Tandis que la formidable série de science-fiction uchronique
américaine For all Mankind en
est à sa cinquième saison, ses créateurs, Ben Nedivi, Matt Wolpert
et Ronald D. Moore, ont pris la décision début 2024 de produire une
série dérivée intitulée Star City
qui cette fois-ci ne se concentre plus sur le point de vue américain
s'agissant de la conquête spatiale mais explore désormais le
concept sous l'angle de l'Union Soviétique. Un spin-off qui plonge
donc forcément ses protagonistes dans un contexte beaucoup plus
complotiste et paranoïaque où l’État, dirigé par le Parti
Communiste, est au cœur d'un système soviétique prônant la
surveillance de ses citoyens à travers des services de sécurité. À
l'image du KGB, lequel était donc chargé de surveiller la
population afin de détecter les dissidents, les opposants au régime
et les éventuels espions travaillant pour le compte de nations
étrangères... Si la première saison de Star
City
nous présente effectivement quelques personnages que nous
retrouverons plus tard dans For all Mankind
et qui désormais sont incarnés par des interprètes différents
(Josef Davies prenant la place de Piotr Adamczyk dans le rôle de
Sergei Nikulov et Agnes O'Casey prenant celle de Svetlana Efremova
dans celui d'Irina Morozova), le spin-off nous présente dans sa
grande majorité des personnages qui n'ont pas cours dans la série
originelle.
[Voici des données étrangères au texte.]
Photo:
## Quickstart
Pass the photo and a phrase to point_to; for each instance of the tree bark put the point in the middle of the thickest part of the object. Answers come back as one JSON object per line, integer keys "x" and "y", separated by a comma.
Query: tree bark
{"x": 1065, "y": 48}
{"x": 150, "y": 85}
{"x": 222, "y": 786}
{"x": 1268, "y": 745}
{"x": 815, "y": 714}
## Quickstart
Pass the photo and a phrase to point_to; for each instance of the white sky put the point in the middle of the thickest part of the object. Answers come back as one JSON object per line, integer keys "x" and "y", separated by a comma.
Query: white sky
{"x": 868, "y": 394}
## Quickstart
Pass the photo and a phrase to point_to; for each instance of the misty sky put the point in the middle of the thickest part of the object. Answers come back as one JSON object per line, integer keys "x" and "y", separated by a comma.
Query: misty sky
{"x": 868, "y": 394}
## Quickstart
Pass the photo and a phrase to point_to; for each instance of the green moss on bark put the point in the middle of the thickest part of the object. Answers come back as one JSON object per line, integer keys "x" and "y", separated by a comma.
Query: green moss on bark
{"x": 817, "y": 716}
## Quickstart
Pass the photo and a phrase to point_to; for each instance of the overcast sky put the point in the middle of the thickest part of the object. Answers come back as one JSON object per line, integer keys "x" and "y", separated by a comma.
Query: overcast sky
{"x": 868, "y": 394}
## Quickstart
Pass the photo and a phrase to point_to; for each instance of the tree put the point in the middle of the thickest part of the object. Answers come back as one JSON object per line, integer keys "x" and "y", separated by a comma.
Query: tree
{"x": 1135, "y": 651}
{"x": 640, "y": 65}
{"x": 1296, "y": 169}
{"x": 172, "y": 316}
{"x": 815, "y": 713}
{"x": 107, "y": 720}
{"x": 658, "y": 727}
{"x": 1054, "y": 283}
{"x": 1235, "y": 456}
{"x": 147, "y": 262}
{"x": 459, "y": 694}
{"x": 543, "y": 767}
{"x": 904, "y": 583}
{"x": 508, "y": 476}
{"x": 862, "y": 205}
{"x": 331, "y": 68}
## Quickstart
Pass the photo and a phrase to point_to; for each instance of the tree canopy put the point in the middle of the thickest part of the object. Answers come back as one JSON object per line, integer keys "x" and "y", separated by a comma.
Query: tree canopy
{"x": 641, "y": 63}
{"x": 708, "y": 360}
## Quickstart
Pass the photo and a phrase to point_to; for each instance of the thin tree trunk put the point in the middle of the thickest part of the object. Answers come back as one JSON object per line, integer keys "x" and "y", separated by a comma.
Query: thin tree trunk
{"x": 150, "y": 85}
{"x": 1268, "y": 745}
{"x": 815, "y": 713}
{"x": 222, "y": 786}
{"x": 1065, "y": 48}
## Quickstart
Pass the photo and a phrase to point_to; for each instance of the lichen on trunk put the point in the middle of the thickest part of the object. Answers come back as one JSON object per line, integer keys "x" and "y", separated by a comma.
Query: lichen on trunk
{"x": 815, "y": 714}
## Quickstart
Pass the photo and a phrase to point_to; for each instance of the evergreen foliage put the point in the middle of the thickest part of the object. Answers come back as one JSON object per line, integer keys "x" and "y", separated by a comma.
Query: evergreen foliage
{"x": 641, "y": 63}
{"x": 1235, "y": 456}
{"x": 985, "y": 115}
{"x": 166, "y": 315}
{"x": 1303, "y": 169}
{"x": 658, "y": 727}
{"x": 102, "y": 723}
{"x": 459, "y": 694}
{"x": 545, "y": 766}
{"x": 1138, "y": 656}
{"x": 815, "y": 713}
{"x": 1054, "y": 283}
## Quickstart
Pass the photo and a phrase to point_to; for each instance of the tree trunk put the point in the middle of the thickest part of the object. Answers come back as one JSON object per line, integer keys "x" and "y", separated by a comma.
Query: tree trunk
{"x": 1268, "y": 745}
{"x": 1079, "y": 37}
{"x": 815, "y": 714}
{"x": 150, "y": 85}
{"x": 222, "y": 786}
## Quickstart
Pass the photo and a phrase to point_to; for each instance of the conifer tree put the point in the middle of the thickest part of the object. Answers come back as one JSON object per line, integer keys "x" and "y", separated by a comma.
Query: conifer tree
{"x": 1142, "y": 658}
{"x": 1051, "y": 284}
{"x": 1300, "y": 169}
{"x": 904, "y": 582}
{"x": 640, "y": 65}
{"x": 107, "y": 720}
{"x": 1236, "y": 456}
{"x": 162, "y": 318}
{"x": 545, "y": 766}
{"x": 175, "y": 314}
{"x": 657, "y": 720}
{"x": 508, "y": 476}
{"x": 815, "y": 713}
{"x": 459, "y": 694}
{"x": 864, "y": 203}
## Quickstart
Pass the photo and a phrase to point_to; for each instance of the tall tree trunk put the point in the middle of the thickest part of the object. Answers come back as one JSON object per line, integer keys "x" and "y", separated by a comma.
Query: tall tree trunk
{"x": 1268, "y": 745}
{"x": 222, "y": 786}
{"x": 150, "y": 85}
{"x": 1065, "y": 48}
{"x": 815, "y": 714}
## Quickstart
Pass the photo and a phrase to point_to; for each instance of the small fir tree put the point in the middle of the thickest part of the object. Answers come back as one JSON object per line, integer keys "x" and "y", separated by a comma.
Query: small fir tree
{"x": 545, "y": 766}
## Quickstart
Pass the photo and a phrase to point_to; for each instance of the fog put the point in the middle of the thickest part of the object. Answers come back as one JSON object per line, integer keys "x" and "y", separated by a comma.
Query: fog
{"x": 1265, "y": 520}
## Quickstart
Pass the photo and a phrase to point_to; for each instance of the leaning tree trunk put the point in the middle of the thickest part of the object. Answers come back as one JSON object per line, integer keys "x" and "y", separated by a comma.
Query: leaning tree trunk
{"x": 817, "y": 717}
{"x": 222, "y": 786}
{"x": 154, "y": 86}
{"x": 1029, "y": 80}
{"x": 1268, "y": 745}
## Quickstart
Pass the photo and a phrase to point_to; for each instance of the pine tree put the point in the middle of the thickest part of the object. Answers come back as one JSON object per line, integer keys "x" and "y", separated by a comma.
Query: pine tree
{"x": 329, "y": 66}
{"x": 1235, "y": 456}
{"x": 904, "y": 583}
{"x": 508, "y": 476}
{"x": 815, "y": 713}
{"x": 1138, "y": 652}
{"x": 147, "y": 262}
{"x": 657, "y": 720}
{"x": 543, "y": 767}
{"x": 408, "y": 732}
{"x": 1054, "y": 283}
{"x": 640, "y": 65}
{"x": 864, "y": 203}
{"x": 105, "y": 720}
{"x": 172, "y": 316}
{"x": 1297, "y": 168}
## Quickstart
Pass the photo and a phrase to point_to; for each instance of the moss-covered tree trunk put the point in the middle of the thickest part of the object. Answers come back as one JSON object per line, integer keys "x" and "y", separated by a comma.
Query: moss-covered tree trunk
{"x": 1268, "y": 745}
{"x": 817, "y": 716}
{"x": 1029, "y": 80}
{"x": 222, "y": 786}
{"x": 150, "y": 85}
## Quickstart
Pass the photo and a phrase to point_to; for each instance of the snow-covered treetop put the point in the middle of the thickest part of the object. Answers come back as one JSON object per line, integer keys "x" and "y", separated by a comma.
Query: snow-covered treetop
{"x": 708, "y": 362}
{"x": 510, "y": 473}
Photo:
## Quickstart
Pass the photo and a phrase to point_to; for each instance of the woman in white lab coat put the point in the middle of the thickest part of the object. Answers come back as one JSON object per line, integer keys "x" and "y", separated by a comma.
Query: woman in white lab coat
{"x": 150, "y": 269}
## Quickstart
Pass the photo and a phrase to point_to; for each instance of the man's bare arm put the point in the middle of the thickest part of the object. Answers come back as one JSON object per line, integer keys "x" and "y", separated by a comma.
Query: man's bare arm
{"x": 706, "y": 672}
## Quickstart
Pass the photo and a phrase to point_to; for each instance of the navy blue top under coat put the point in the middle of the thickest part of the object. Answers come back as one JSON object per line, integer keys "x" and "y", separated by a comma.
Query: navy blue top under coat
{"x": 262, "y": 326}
Il est d'ailleurs étonnant de constater que ces mêmes
personnages sont désormais non plus incarnés par des acteurs
originaires des pays de l'Est (Piotr Adamczyk est polonais tandis que
Svetlana Efremova est originaire de l'ex-URSS) mais par
des interprètes d'origine
britannique ! Ce retour aux sources reste l'un des principaux
intérêts de Star City,
qui nous permet ici de retrouver quelques iconiques protagonistes aux
origines de leur intégration au sein de la Cité
des étoiles.
Si For all Mankind
projetait l'idée d'une Union Soviétique prête à explorer Vénus
avant que la course vers Mars ne devienne le principal objectif de la
nation ainsi que celui des américains, ici, l'on note une très
nette différence avec la série d'origine puisque Vénus devient la
cible principale (mais non officielle) de l'ingénieur en chef
Sergueï
Korolev (personnage ayant réellement existé et interprété ici par
l'acteur et chanteur britannique Rhys Ifans) et d'une équipe réduite
et travaillant dans l'ombre du projet officiel de construction d'une
base lunaire. Un ingénieur en chef souvent mis en opposition avec la
cheffe du département de surveillance du KGB
Lyudmilla
Raskova qu'incarne l'époustouflante Anna Mexwell Martin...
Un
personnage dur, inflexible, capable de prononcer la mort d'un ou
plusieurs protagonistes pour le bien de la Nation. Car c'est bien là
le cœur de Star City.
Confronter le programme spatial dirigé par les autorité soviétiques
à certains ingénieurs qui parmi eux ont des ambitions qui les
éloignent des projets officiels. La série évoque également le
sacrifice de certains protagonistes qui pour le bien de la Nation
sont contraints de choisir entre leur vie personnelle et leur loyauté
envers le régime autoritaire. Mise sur écoute, contrôle de l’État,
espionnage et trahison, les scénaristes de Star
City
ne se contentent pas uniquement de critiquer l'URSS pour sa position
antidémocratique, sa répression politique, la surveillance ou la
censure mais attachent en outre une très grande importance vis à
vis de ses personnages. Entre ambition et valeurs morales, on trouve
de tout et parmi les protagonistes, il en est dans un cas comme dans
l'autre qui très rapidement ne vont pas simplement se contenter
d'arborer le visage froid et inflexible de l'autoritarisme mais agir
en véritables héros. Afin de coller au climat qui règne à
l'époque, la direction artistique de Donatas Pirstelis, Ramūnas
Rastauskas et Vytautas Narušis s'appuie sur un visuel sombre, aux
teintes dénaturées, désaturées, les décors de Paul Spriggs
s'inspirent de l'architecture soviétique des années 1960.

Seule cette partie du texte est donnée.